Al acercarse al rancho, con
el mate todavía tibio en la memoria y el cansancio pesándole en los huesos,
Carlos frenó en seco. Un caballo desconocido, bien ensillado, estaba atado al
palenque. Y no era cualquier pingo: era el zaino del Comisario del pueblo, don
Eusebio, un tipo que se pavoneaba con su autoridad como gallo en corral ajeno.
El corazón de Carlos Quesada dio un vuelco, y un frío le subió por la espalda.
Algo no andaba bien.
—Qué mil demonios…
—masculló pa’ sus adentros, escupiendo al suelo un cacho de Gruyère que venía
mascando.
Se arrimó sigiloso, como
puma en la noche, y se apostó detrás de un tala que crecía torcido cerca del
rancho. Desde ahí, entre las sombras, vio la luz del candil que titilaba por la
ventana y oyó risas. La voz de María, dulce como siempre, pero mezclada con el
tono engreído del Comisario. Cada palabra era una puntada en el pecho de
Quesón, y cuando escuchó un roce, un murmullo que no dejaba lugar a dudas, la
sangre le hirvió como olla en el fogón.
—¡Maldita sea la hora,
china traidora! —susurró, apretando el facón que llevaba al cinto—. Y vos,
Comisario, ¡Te vamos a echar del pago, jue hiena, amalaya!

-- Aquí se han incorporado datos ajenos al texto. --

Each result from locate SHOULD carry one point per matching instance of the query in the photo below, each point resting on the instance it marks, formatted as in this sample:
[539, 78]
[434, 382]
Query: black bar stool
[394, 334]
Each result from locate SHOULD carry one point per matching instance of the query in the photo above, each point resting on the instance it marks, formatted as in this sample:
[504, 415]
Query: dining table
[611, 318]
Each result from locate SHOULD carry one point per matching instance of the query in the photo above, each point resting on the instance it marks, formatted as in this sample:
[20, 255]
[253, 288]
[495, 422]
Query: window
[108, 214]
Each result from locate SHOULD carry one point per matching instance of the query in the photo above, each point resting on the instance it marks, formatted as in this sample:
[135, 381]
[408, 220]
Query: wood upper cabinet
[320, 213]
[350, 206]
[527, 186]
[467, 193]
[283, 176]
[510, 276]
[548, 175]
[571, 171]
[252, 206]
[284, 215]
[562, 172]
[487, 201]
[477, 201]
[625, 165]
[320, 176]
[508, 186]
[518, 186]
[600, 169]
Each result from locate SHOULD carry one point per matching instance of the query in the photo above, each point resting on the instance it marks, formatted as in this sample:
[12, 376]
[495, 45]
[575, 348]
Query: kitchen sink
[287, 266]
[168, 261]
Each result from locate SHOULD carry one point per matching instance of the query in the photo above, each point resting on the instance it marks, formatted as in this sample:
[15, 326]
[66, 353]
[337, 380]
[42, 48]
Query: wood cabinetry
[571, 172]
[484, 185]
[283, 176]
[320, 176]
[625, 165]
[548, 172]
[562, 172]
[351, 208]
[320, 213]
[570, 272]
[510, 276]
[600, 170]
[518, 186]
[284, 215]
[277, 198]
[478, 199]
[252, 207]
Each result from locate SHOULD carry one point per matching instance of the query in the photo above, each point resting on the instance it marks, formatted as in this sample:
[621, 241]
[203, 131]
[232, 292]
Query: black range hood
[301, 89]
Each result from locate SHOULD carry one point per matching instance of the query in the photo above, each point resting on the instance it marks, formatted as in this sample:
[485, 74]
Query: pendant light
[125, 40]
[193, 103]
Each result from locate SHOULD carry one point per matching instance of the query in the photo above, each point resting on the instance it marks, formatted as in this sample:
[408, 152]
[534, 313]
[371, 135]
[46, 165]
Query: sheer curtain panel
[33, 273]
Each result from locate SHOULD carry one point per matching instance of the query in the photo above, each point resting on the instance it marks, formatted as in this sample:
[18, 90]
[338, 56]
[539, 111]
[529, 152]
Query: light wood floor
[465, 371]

Sabía que entrar como toro
embravecido era jugarse el pellejo. El Comisario no andaba solo, y seguro tenía
su revolver a mano. No, había que esperar, dejar que la noche jugara a su
favor. Se acuclilló en la oscuridad, con el olor de sus botas mezclándose con
el del Queso que aún llevaba en la alforja. El viento traía el canto de los
grillos, pero él solo oía su propia furia, que latía como tambor.
Pasó un buen rato, con la
luna trepando el cielo, hasta que la puerta del rancho chirrió. El Comisario
salió, ajustándose el chambergo y silbando una zamba, como si la vida le
sonriera. Montó su zaino con aire de amo y señor, y se perdió en la noche, rumbo
al pueblo.
—¡Andá, milico engreído,
que ya vas a pagar, jue hiena! —gruñó Carlos, levantándose despacio, con los
ojos brillando como brasas.
Esperó unos minutos más,
pa’ asegurarse de que el Comisario no volviera. Luego, con paso firme pero
silencioso, se acercó al rancho. La puerta estaba entreabierta, y el candil
seguía ardiendo adentro. Empujó la madera con el hombro, haciendo crujir el suelo
de tierra. María estaba ahí, de espaldas, arreglándose el pelo frente a un
espejito. Al verlo, dio un respingo, y su cara se puso más blanca que la leche.
—Carlos… ¿qué hacés aquí
tan temprano? —balbuceó, con voz temblorosa.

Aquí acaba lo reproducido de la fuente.